John Mainprice proved to be an embarrassed young hiker who had stumbled on Jack Gorman’s body on Tuesday morning just off the road across Bolter’s Tussock. He was soon disposed of, and the coroner passed on to the medical evidence.
Medicine, like law, has an esoteric vocabulary of its own, not to be comprehended by the vulgar. Medical men at least can, if they choose, put their opinions into perfectly intelligible language.

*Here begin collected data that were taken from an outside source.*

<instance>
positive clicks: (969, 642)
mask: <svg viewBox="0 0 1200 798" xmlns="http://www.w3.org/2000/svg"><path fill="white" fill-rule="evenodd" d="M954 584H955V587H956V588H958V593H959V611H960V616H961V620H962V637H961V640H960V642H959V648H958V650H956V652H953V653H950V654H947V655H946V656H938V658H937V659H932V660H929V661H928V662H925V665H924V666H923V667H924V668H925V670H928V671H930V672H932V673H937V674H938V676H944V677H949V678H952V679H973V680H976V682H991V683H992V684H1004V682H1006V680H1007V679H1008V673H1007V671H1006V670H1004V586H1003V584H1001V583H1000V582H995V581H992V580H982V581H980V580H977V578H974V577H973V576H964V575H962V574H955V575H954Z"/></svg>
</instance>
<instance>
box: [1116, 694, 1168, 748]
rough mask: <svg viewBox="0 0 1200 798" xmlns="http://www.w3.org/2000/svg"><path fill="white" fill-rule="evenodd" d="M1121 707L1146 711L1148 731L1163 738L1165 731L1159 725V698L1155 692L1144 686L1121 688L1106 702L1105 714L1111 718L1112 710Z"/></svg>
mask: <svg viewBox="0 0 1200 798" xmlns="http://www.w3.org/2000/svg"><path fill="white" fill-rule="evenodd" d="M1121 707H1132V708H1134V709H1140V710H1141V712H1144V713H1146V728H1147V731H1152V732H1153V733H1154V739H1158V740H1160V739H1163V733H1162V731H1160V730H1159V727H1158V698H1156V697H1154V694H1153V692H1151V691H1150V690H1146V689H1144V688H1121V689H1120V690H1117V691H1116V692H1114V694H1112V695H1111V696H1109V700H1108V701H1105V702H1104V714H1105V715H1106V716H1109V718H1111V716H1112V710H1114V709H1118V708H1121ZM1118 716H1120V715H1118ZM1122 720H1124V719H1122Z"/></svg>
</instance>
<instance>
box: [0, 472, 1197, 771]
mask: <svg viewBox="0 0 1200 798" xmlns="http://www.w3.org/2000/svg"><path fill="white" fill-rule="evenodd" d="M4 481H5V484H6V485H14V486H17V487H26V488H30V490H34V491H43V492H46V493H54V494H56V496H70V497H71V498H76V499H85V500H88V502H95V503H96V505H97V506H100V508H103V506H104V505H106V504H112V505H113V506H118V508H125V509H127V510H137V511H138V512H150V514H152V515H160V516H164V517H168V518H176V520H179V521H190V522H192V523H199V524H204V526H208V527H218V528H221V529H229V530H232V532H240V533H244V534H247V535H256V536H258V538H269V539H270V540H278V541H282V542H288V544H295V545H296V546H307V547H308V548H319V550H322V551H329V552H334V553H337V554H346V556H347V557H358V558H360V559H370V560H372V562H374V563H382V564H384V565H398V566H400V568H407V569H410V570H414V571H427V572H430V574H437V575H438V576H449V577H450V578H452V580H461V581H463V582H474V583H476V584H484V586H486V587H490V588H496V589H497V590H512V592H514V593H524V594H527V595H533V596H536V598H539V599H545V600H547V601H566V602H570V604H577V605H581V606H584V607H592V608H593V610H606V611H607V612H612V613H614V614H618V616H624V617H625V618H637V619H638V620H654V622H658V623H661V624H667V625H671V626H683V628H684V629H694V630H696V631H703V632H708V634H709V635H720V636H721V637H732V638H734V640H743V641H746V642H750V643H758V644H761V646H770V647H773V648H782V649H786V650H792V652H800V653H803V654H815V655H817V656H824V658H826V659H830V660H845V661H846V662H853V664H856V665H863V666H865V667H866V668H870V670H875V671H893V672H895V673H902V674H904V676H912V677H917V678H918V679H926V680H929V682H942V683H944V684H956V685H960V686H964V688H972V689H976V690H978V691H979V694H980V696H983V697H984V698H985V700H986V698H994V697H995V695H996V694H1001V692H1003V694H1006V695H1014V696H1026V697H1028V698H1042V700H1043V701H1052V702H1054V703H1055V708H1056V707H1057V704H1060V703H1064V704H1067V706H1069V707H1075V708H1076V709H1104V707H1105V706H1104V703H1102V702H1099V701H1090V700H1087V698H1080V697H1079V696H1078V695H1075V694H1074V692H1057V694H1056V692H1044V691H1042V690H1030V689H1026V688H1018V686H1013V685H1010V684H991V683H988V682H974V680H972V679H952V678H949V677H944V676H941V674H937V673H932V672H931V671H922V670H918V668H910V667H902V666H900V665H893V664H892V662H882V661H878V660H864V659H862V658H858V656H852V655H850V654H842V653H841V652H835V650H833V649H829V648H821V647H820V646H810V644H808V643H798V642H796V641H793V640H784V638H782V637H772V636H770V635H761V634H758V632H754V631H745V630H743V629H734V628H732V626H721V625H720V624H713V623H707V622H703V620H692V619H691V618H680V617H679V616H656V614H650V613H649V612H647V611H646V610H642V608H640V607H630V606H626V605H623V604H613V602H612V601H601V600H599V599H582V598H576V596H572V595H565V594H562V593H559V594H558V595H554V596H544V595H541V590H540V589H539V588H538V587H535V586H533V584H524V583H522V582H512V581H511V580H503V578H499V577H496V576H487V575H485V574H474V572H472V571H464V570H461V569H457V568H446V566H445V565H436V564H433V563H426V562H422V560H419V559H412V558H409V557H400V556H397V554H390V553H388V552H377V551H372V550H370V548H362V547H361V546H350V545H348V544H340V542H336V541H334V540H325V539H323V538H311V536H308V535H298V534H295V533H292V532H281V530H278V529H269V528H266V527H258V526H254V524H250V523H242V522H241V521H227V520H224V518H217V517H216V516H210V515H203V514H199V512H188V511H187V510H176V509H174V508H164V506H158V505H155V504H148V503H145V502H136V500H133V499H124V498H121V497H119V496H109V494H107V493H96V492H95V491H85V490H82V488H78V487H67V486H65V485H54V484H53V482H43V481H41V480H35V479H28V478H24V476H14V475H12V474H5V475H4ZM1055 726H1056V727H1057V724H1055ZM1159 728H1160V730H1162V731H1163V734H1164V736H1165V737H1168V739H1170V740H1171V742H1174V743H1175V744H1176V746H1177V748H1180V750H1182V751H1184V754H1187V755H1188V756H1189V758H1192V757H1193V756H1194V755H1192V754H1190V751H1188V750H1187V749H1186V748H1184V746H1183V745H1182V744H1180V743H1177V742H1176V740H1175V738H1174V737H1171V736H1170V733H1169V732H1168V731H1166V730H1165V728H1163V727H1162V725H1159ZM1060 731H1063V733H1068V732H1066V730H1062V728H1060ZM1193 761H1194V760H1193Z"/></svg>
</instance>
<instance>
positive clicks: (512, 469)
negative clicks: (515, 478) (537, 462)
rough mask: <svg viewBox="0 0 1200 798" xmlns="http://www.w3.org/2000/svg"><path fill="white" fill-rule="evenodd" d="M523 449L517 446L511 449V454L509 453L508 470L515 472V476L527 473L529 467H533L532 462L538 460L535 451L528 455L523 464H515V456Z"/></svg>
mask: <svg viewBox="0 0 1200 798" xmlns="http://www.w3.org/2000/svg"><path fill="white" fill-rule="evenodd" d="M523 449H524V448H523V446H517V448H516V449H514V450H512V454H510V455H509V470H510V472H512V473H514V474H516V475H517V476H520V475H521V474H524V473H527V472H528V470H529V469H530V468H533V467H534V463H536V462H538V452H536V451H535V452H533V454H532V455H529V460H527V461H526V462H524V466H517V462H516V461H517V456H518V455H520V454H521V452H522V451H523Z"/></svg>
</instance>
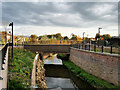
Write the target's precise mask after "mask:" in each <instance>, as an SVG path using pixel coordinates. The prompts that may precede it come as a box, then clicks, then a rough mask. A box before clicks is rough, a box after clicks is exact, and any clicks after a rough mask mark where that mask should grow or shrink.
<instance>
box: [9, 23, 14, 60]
mask: <svg viewBox="0 0 120 90" xmlns="http://www.w3.org/2000/svg"><path fill="white" fill-rule="evenodd" d="M9 26H12V58H13V22H12V23H10V24H9Z"/></svg>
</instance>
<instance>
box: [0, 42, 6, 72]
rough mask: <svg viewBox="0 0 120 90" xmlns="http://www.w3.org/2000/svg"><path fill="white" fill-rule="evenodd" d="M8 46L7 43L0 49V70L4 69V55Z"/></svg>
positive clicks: (5, 53) (4, 63)
mask: <svg viewBox="0 0 120 90" xmlns="http://www.w3.org/2000/svg"><path fill="white" fill-rule="evenodd" d="M7 48H8V44H6V45H4V46H3V47H2V48H1V50H0V71H1V70H4V68H3V64H5V56H6V51H7Z"/></svg>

This particular medical man—a cocksure young fellow with an aggravating air of omniscience—did not so choose. His evidence was couched in a technical jargon which delighted the coroner—who himself had medical qualifications—and mystified his hearers. Mallett, with the experience of countless homicidal enquiries behind him, was able to follow well enough. Jack Gorman had died from shock following multiple injuries. Of these injuries the gravest were concentrated in one area of the body. Three broken ribs—extensive bruising—gross injury to the internal organs, all described with loving anatomical particularity by the witness. The minor injuries could have been caused by falling on a hard surface, or, he added as an afterthought, being run over by the vehicle that had knocked him down. No, he did not state as a fact that the deceased had been knocked down by a motor vehicle. Any other moving object sufficiently hard and weighty could have had the same effect. Personally, he could not think of one offhand likely to be met with at this particular place. The injuries were consistent with being knocked down by a motor vehicle—perhaps that was the fairer way to put it. Death had occurred in the early hours of Tuesday morning or late on Monday night. He gathered up his papers and withdrew, exuding self-satisfaction from every pore.